Emofilia A: nuova cura con trapianto di midollo osseo

La speranza per i malati di emofilia A viene dalle cellule del midollo osseo.
L’emofilia A è una malattia, causata da una mutazione genetica, che impedisce la produzione di una molecola importante nella coagulazione del sangue, il fattore VIII.

Lo studio condotto dall’Albert Einstein College of Medicine di New York in collaborazione con il gruppo guidato da Antonia Follenzi, ricercatrice all’Università del Piemonte orientale di Novara, ha rilevato la capacità delle cellule di midollo osseo, prelevate da topi sani, di produrre la proteina fondamentale per la coagulazione.

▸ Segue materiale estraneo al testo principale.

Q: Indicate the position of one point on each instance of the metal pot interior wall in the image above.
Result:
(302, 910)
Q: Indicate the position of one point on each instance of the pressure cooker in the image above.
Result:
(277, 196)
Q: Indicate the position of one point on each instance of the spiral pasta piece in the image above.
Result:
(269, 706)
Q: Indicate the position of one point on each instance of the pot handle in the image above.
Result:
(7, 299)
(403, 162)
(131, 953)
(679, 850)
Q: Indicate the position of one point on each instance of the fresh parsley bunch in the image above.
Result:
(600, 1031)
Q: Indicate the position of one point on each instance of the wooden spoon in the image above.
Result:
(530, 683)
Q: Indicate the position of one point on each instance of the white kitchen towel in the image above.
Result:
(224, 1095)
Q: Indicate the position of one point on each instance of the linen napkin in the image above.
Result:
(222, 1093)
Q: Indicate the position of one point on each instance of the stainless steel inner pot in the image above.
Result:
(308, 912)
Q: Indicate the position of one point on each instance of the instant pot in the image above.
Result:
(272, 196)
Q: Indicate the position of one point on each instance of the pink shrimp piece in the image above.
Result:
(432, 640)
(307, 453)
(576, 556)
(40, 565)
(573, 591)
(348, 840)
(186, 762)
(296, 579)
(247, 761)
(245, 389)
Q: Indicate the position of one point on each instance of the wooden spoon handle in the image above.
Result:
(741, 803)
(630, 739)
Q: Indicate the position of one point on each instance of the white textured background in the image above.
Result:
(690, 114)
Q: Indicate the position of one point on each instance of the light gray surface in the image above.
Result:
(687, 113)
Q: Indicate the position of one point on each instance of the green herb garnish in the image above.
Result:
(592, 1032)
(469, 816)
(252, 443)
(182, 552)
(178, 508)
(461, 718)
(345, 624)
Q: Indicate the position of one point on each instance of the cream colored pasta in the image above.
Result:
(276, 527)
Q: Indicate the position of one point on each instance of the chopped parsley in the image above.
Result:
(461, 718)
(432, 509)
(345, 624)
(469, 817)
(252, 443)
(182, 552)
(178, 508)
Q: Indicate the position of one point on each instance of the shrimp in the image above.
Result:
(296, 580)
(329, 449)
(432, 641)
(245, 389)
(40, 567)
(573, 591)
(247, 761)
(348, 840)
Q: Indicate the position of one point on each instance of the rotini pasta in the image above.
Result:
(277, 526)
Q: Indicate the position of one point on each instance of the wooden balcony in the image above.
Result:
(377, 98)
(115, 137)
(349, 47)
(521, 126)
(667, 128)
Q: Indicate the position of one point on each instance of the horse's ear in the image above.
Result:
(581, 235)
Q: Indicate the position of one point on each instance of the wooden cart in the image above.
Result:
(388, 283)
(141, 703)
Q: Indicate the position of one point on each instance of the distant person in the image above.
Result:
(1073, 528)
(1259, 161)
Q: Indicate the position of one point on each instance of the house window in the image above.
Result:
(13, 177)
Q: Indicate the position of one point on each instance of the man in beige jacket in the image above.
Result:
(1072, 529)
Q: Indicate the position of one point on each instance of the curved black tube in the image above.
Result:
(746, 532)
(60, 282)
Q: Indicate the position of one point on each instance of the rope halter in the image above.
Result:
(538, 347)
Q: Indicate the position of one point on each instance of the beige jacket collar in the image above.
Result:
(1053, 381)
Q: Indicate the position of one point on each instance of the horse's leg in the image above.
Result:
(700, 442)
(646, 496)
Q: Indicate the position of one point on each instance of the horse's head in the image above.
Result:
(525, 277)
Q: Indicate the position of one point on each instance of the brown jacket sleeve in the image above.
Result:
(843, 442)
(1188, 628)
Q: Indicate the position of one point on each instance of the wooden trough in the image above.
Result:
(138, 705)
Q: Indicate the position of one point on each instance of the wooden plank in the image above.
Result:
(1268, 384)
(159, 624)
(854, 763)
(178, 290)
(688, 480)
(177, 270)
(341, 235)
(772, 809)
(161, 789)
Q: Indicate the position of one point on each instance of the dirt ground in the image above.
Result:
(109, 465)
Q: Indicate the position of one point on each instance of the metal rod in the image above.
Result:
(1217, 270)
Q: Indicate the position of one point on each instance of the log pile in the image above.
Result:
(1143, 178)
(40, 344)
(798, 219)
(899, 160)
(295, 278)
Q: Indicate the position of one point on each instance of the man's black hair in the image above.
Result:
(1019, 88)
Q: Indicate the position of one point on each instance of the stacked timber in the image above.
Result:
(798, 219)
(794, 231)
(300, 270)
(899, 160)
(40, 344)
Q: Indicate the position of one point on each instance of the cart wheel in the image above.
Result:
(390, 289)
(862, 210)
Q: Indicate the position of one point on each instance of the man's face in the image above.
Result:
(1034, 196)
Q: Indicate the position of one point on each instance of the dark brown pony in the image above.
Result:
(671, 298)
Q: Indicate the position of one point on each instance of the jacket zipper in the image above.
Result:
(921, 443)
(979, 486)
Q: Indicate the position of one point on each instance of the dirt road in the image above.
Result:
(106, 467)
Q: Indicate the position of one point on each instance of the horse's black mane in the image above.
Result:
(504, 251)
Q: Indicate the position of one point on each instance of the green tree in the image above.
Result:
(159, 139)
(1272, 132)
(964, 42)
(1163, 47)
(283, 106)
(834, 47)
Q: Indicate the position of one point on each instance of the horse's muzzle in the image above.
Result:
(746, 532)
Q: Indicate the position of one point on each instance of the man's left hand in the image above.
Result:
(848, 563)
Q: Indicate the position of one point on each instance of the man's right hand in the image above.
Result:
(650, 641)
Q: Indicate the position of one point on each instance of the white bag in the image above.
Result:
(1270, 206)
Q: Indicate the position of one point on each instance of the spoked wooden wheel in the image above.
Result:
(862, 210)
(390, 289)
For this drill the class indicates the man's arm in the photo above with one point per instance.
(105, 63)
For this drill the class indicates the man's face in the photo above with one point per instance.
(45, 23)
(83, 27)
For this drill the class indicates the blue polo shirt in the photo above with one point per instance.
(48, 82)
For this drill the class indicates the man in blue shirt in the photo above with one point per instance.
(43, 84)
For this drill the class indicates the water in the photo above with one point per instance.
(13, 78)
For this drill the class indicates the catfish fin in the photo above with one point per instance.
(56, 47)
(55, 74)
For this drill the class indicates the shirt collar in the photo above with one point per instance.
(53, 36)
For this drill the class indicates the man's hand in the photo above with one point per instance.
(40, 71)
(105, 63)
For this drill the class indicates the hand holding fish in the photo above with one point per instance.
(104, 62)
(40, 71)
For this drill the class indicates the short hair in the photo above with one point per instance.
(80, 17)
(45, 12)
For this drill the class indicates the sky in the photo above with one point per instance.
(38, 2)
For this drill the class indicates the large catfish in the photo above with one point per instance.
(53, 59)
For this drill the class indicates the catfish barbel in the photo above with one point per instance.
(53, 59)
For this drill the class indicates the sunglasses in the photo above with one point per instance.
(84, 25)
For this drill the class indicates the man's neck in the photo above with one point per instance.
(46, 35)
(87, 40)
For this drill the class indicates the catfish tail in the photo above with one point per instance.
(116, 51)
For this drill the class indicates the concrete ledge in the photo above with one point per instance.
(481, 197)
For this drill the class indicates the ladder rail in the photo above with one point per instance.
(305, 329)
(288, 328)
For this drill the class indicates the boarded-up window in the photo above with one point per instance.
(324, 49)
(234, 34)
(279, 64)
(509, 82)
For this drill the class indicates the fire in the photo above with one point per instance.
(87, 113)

Quando le cellule midollari sono state trapiantate in topi malati è stata osservata la produzione di Fattore VIII e la scomparsa del deficit della coagulazione.

L’aspetto sorprendente è che normalmente questa proteina viene sintetizzata dalle cellule del fegato, invece nei topi sottoposti a trapianto, sono  proprio le cellule del midollo a sintetizzare il fattore di coagulazione.
Questo è un ulteriore passo avanti nella scoperta in campo cellulare ed in particolare sul differenziamento delle cellule staminali in specializzate.